从Ddbrouteslot到交货的belongsTo关系运作良好。
在交付和交付id跟踪状态之间已经存在很多关系
2。使用SQL
$this->LoadModel("Ddbroute");
$qres = $this->Ddbroute->query(
"SELECT *
FROM
ddbroutes AS r
LEFT JOIN ddbrouteslots s on r.id = s.ddbroute_id
LEFT JOIN deliveries d on s.delivery_id = d.id
LEFT JOIN trackingstatuses t on d.laststatusid = t.id
LEFT JOIN statusstages st on t.statusstage_id = st.id
WHERE s.delivery_id > 0 AND s.ddbroute_id = 45
;"
debug($qres);
$rres = $this->Ddbroute->find("all", array(
"conditions" => array(
"Ddbroute.id" => 45
),
"recursive" => -1,
"contain" => array(
"Ddbrouteslot" => array(
"conditions" => array(
"Ddbrouteslot.delivery_id > 0"
),
"Delivery" => array(
"Trackingstatus" => array(
"order" => array(
"Trackingstatus.id" => "desc"
),
"limit" => 1,
"Statusstage"
)
)
)
)
));
debug($rres);
计时:耗时19毫秒。

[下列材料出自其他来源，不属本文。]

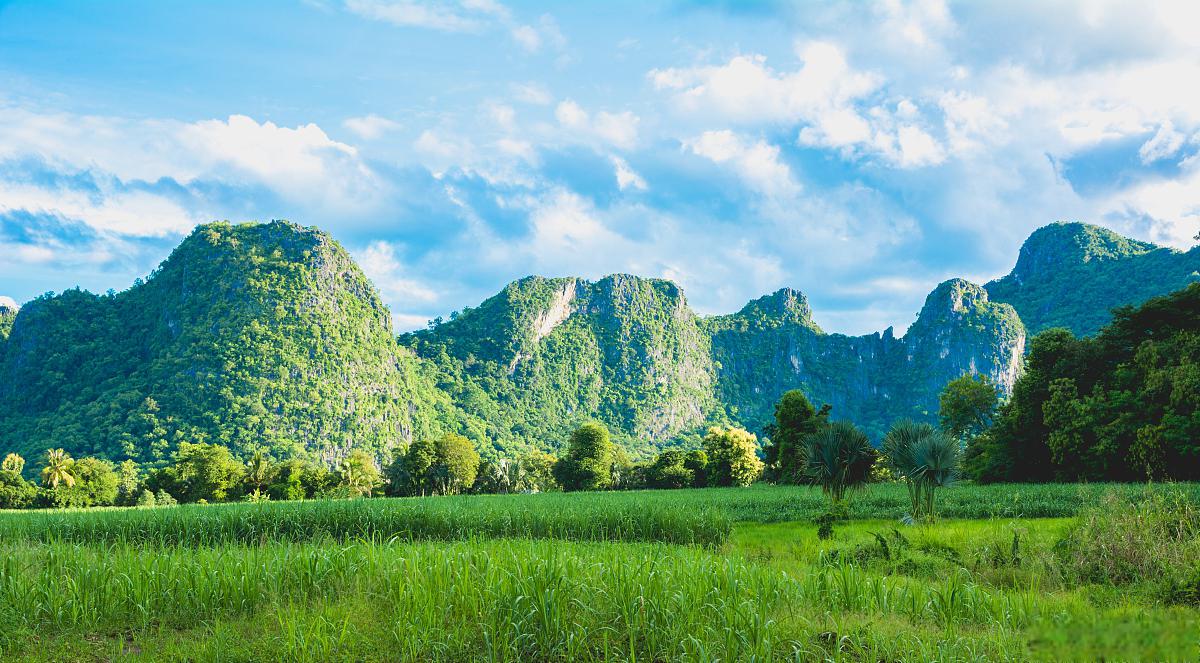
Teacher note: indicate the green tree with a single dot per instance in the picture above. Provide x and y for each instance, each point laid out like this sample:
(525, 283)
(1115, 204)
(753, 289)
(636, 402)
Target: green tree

这意味着速度要快得多。Cake文档中不建议这样做,而且很明显,它在数据库之间的可移植性不如纯Cake查找
3。更改基本型号
$this->LoadModel("Ddbroute");
$qres = $this->Ddbroute->query(
"SELECT *
FROM
ddbroutes AS r
LEFT JOIN ddbrouteslots s on r.id = s.ddbroute_id
LEFT JOIN deliveries d on s.delivery_id = d.id
LEFT JOIN trackingstatuses t on d.laststatusid = t.id
LEFT JOIN statusstages st on t.statusstage_id = st.id
WHERE s.delivery_id > 0 AND s.ddbroute_id = 45
;"
debug($qres);
$rres = $this->Ddbroute->find("all", array(
"conditions" => array(
"Ddbroute.id" => 45
),
"recursive" => -1,
"contain" => array(
"Ddbrouteslot" => array(
"conditions" => array(
"Ddbrouteslot.delivery_id > 0"
),
"Delivery" => array(
"Trackingstatus" => array(
"order" => array(
"Trackingstatus.id" => "desc"
),
"limit" => 1,
"Statusstage"
)
)
)
)
));
debug($rres);
计时:主查询为18ms;对于四次相关交付,交付、跟踪状态和状态阶段各为18ms x 4;总时间为234ms。速度较慢,因为每次发货都需要进行交付,因为它不在Ddbroute的模型内。
改变递归并没有什么不同
4。使用自定义查找 这是与上面1.)相同的查询,但只是使用了一个自定义的find方法
public $findMethods = array('ddbstatuses' => true);
protected function _findDdbstatuses($state, $query, $results = array()) {
if ($state === 'before') {
$query['conditions'] = array(
"Ddbrouteslot.delivery_id > 0",
"Ddbrouteslot.ddbroute_id" => 45
);
$query['contain'] = array(
"Ddbroute",
"Delivery"=> array(
"Trackingstatus" => array(
"order" => array(
"Trackingstatus.id" => "desc"
),
"limit" => 1,
"Statusstage"
)
)
);
return $query;
}
return $results;
}
我现在有了一个解决方案,但是使用CakePHP模型进行查询要比下面的SQL解决方案(2)慢得多。字段“Delivery.laststatusid”可以链接到“Trackingstatus.id”,那么就不需要“order”约束。我用一个unbindModel和bindModel尝试了这一点,试图将hasOne和belongsTo关联起来。由于主键Delivery.id未被使用,我的语法包括
'foreignKey'=>false,'conditions'=>array('
Delivery
laststatusid`=Trackingstatus
id
')`)。我收到一条错误消息,laststatusid是未知列。关于如何更快一些有什么想法吗?